Everything you need to know about the “Rule of Thirds” in Photography – a simple principle that will help you to take well balanced and interesting photos.

Digital Photography School

These in-depth travel tips will help you always know how to travel cheaper, better, longer, and smarter. Learn to travel the word like an expert!

Nomadic Matt

Our ultimate guide to short celebrity hairstyles will help you find a haircut you’ll love


The Wikipedia formula

Wikipedia never uses meta descriptions.

Instead, they let Google generate one. Something Google mostly does by taking the beginning of each entry and using it as a meta description.

Unfortunately, you probably don’t have the authority and name recognition of Wikipedia so I don’t recommend doing the same.

But you could do something similar by taking the part of your article that best matches the search intent, and using it as a meta description.

This works well for informational queries such as “what is…?”

The key is to show the readers that your article answers their question by starting to answer right in the meta description.

To use it, ask yourself:

  • What question is the reader asking?
  • What’s the answer to this question?

This Atlantic Beach pie is commonly served at seafood restaurants on the North Carolina coast. Chef Bill Smith calls it the easiest pie recipe in the world.


The gossip formula

woman whispering in other woman's ear

We are naturally drawn to gossip. In fact, scientists have found that gossiping is one of the key ways humans bond.

And while you have to be careful not to go too far, gossip can be a powerful tool in your meta description arsenal.

To use the gossip formula, think of a surprising opinion or fact that’s at the center of your article and mention it in your meta description.

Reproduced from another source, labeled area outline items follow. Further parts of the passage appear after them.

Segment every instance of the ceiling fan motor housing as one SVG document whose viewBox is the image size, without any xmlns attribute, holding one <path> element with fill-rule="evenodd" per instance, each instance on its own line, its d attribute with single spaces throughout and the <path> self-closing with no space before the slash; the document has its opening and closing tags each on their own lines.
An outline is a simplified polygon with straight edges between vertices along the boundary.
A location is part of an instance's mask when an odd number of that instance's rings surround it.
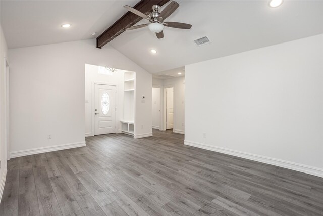
<svg viewBox="0 0 323 216">
<path fill-rule="evenodd" d="M 151 22 L 152 23 L 160 23 L 158 20 L 158 17 L 159 16 L 159 14 L 160 14 L 158 12 L 159 9 L 160 9 L 160 6 L 158 5 L 154 5 L 152 6 L 152 10 L 153 10 L 153 12 L 151 13 L 148 16 L 151 18 Z"/>
</svg>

This works well for opinion pieces and controversial articles.

The stronger the opinion or controversy, the more powerful the meta description.

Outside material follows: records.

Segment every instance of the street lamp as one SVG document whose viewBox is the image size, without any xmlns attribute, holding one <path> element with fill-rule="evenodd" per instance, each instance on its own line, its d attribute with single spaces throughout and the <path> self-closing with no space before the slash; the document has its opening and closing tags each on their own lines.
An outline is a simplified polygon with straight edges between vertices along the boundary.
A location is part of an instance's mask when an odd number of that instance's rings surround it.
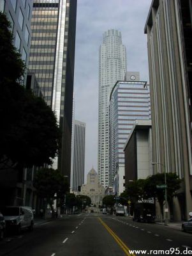
<svg viewBox="0 0 192 256">
<path fill-rule="evenodd" d="M 165 180 L 165 225 L 167 225 L 168 224 L 168 203 L 167 203 L 167 191 L 166 191 L 166 188 L 167 188 L 167 184 L 166 184 L 166 172 L 165 172 L 165 166 L 164 164 L 161 164 L 161 163 L 157 163 L 157 162 L 152 162 L 151 163 L 152 165 L 155 164 L 160 164 L 162 166 L 164 167 L 164 180 Z"/>
</svg>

My recent trip to Portugal (specifically Lisbon and Porto) left me pleasantly surprised. Portugal must be one of the most underrated tourist destinations.

One Mile at A Time

I’ve previously said Google’s Project Fi was the best international phone plan. Recent experiences have me withdrawing that endorsement.

One Mile at A Time

The agreement formula

The agreement formula is deceptively simple.

You start by stating a fact your readers agree with or want to believe in.

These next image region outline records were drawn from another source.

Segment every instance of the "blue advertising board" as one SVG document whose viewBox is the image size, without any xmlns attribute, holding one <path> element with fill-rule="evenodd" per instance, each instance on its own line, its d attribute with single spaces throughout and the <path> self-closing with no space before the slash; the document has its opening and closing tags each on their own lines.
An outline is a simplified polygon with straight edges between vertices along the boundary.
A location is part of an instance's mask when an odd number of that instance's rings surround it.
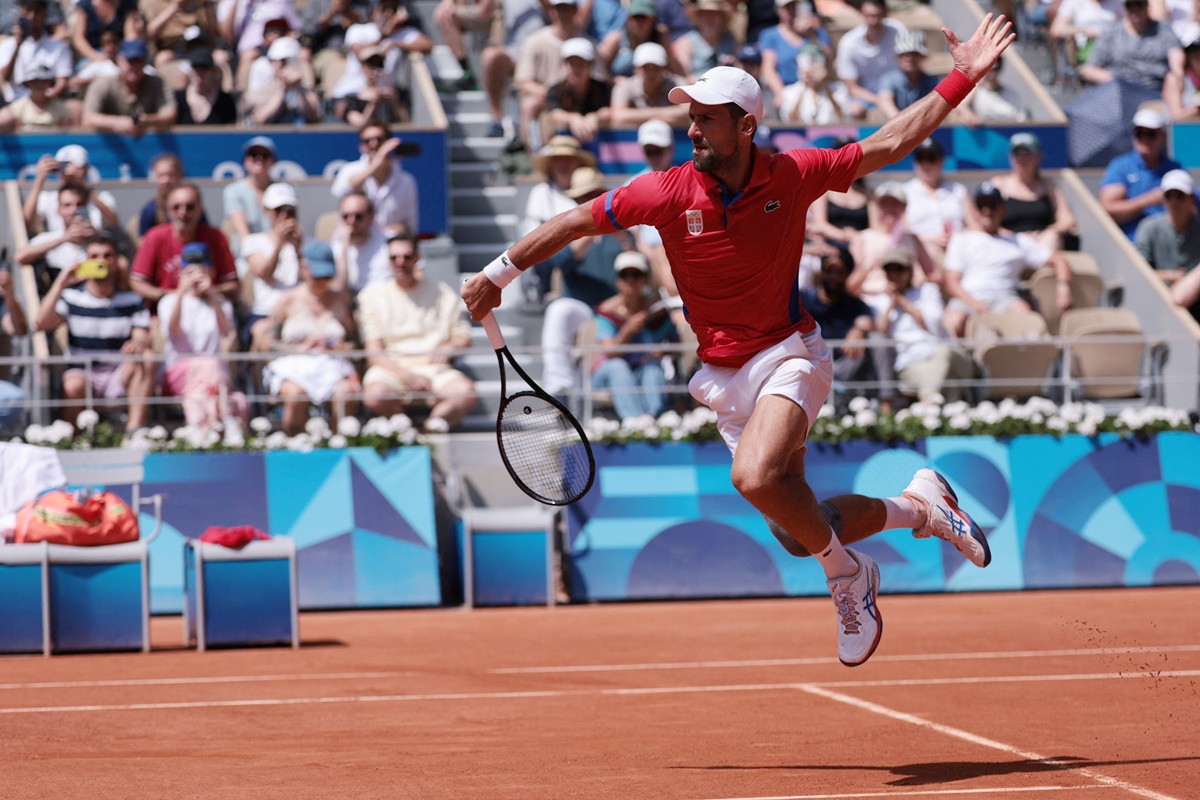
<svg viewBox="0 0 1200 800">
<path fill-rule="evenodd" d="M 236 180 L 245 175 L 241 149 L 254 136 L 275 140 L 277 180 L 332 179 L 337 168 L 359 157 L 358 132 L 350 127 L 202 128 L 178 127 L 148 133 L 139 139 L 114 133 L 29 133 L 0 137 L 0 180 L 30 180 L 37 160 L 67 144 L 88 149 L 94 180 L 142 180 L 162 152 L 173 152 L 188 178 Z M 406 156 L 404 169 L 413 174 L 420 192 L 422 234 L 445 233 L 449 227 L 445 131 L 397 128 L 406 145 L 419 154 Z"/>
</svg>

Then you use “here is” or “here are” to reveal the main benefit of the article.

It’s that simple.

The world is full of affordable places to visit! Here are ten best budget travel destinations that give you the most bang for your buck!

Nomadic Matt

The idea of travelling around Switzerland on the cheap might seem ludicrous, but it is possible. Here’s our guide to exploring Switzerland on a budget.

Lonely Planet

Small-business grants can be a viable source of financing for women-owned businesses. Here are 10 places to help you find small-business grants for women.

Nerd Wallet

Working on this article showed me that many of the top websites have a rather loose attitude to meta descriptions.

Many of them had meta descriptions that were way too long.

Some didn’t have meta descriptions at all.

This is a great opportunity for you to stand out.

So pick an article, choose the best formula, and use it to get more readers to your article!

Benjamin Houy

Bonjour ! I'm Benjamin Houy, the founder of French Together, a language-learning blog that attracts 308,000 monthly visitors. After 6 years in the language-learning niche, I created Grow With Less to share my passion for blogging and show online business owners how to grow without the overwhelm.

2 thoughts on “10 Proven Meta Descriptions Templates Top Blogs Use to Get More Clicks”

  1. Thank you Benjamin for these pointers.
    I’m currently just whipping my meta descriptions up with the Yoast Plugin. But it looks like I’m tending towards the Call-to-action format.

    • I’m glad you found the article helpful :). I use the Call-to-action formula a lot for French Together. I usually start with “Discover…” and then explain what’s in the article.